Staff Reporter
Islamabad
Foreign Minister Shah Mahmood Qureshi on Thursday said India faced “expulsion by Iran in Chabahar project due to its wrong policies”, adding that the country had “gradually strained” its relations with all its neighbours — Pakistan, China, Nepal and Bangladesh.
In a statement, Qureshi said India was spoiling its relations due to a “Hindutva mindset”. “The so-called impression of a ‘Shining India’ is over now owing to incumbent government’s policies of hatred and bias,” he added. Earlier this month it emerged that Iran had dropped India from the Chabahar rail project citing delayed finances.
The foreign minister also said that the president-elect of the United Nations General Assembly, Ambassador Volkan Bozkir, is due to visit Pakistan on Monday.
Qureshi said he would present to Bozkir Pakistan’s position on Indian occupied Kashmir, which he said was suffering the “worst human rights situation” in the world.
The foreign minister said that he would also inform Bozkir about the atrocities committed by the Indian Army in occupied Kashmir. Qureshi termed the visit of foreign media journalists to the Line of Control in Chirikot sector a day earlier “an important step” in this regard. The journalists, he said, were escorted by the military to the region to witness the plight of residents living along the frontier.
Qureshi said the journalists had been invited by Pakistan to “show them the double standards of India”.
“Will India follow suit and allow independent media to visit the occupied valley?” he questioned, adding that India was also “restricting movement of UN-deployed observers to hide the truth”.
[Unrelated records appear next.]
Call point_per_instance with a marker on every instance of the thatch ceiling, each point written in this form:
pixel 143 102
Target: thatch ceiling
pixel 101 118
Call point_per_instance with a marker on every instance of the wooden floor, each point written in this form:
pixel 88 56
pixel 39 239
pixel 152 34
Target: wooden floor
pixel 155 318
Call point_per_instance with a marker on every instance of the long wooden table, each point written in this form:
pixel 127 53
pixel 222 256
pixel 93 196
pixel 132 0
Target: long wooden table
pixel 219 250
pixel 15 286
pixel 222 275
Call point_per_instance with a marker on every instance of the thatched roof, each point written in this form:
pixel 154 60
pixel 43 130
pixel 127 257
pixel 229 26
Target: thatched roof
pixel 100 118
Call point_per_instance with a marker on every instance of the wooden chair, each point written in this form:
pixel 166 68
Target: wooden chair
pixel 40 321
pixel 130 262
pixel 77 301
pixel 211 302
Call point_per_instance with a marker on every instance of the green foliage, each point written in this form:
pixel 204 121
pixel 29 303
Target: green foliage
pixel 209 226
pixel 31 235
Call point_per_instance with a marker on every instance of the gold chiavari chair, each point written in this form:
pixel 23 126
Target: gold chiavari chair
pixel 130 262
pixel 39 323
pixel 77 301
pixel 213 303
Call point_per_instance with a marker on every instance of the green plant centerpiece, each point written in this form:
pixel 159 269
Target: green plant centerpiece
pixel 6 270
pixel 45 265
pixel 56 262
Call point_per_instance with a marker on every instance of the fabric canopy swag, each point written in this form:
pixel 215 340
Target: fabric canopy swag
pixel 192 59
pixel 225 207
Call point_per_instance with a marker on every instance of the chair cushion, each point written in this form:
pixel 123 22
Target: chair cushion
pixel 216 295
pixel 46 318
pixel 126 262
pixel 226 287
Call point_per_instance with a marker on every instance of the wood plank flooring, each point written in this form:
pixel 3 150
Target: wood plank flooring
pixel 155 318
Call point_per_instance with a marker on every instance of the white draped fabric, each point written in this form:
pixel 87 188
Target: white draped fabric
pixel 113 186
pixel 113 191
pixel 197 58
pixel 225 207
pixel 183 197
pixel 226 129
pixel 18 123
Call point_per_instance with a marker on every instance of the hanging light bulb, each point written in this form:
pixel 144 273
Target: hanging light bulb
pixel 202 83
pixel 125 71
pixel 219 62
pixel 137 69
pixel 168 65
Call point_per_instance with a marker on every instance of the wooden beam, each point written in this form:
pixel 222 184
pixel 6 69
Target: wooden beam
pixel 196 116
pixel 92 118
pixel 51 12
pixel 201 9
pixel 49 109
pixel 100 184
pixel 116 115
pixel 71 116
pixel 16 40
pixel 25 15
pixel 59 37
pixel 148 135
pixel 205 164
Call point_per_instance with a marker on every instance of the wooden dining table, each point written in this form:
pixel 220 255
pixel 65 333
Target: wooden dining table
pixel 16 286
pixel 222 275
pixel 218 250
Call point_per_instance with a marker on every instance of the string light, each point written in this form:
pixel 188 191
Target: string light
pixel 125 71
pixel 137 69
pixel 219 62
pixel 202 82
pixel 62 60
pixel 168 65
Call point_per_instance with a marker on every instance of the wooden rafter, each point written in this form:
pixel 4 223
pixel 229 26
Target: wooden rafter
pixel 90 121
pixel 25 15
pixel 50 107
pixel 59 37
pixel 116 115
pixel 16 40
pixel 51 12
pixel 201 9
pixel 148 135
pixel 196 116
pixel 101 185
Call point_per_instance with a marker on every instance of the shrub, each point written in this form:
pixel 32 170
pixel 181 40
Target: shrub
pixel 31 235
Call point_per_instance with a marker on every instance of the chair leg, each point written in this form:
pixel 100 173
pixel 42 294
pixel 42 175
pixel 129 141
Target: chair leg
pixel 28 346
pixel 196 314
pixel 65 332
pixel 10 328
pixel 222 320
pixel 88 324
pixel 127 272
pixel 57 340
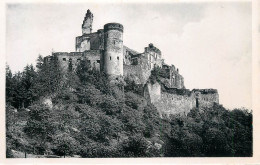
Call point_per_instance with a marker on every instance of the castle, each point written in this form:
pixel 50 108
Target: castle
pixel 104 50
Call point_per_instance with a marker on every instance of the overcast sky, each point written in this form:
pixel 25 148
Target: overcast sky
pixel 210 43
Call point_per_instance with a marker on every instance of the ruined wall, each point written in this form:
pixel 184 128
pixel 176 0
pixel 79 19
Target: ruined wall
pixel 178 101
pixel 65 58
pixel 112 59
pixel 137 73
pixel 92 41
pixel 92 56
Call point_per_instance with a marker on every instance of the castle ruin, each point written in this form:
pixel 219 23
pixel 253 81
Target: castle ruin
pixel 104 50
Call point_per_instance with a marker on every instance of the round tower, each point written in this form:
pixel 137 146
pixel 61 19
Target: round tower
pixel 87 23
pixel 113 49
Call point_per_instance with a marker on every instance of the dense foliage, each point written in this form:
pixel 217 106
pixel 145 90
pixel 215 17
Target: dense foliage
pixel 91 118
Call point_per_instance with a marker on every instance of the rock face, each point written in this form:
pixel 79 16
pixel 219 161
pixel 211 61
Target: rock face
pixel 48 102
pixel 104 51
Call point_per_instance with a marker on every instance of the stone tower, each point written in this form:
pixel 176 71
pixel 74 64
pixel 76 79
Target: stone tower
pixel 87 23
pixel 112 59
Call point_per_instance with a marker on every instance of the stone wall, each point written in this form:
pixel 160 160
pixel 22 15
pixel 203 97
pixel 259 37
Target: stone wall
pixel 137 73
pixel 92 56
pixel 178 101
pixel 92 41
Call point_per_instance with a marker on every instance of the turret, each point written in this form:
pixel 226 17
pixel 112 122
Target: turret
pixel 112 59
pixel 87 23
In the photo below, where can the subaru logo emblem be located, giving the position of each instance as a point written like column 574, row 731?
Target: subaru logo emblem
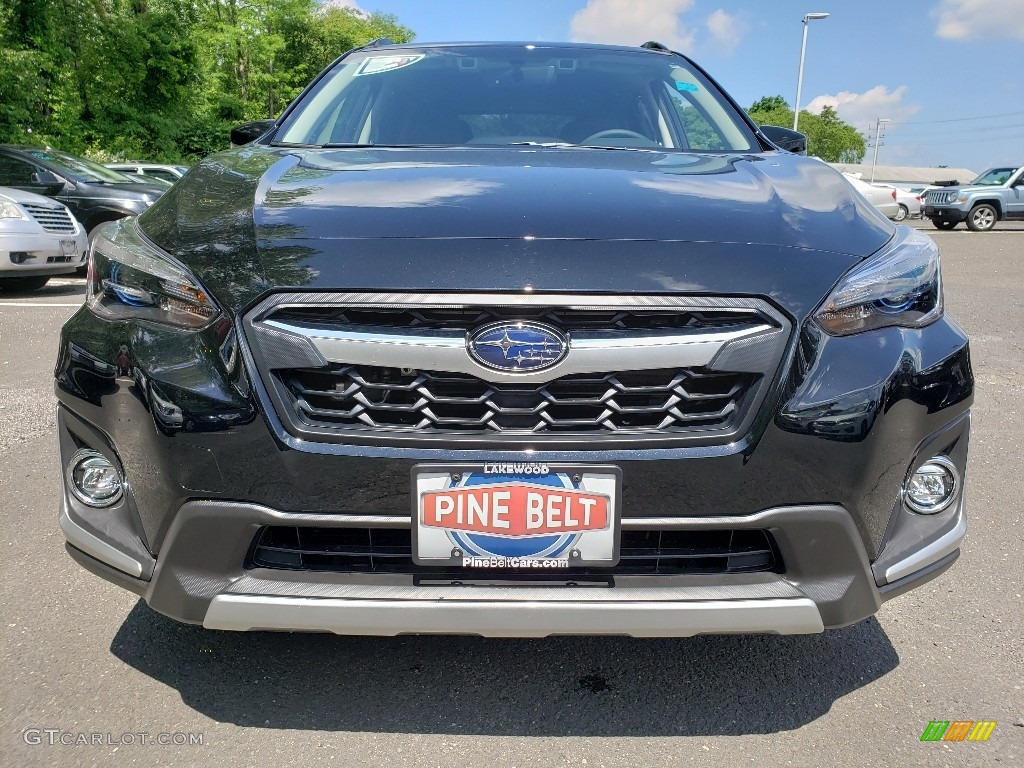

Shah Mahmood said that India has been targeting civilians along the Line of Control and committing violations of international laws. In a statement, the minister said the visit of the foreign media representatives to the Line of Control yesterday was very important. He said India always used double standards, but Pakistan took foreign media persons to the Line of Control to show them the reality. The minister said India’s relations with its neighbours, including China, Nepal and Bangladesh are getting tense day by day.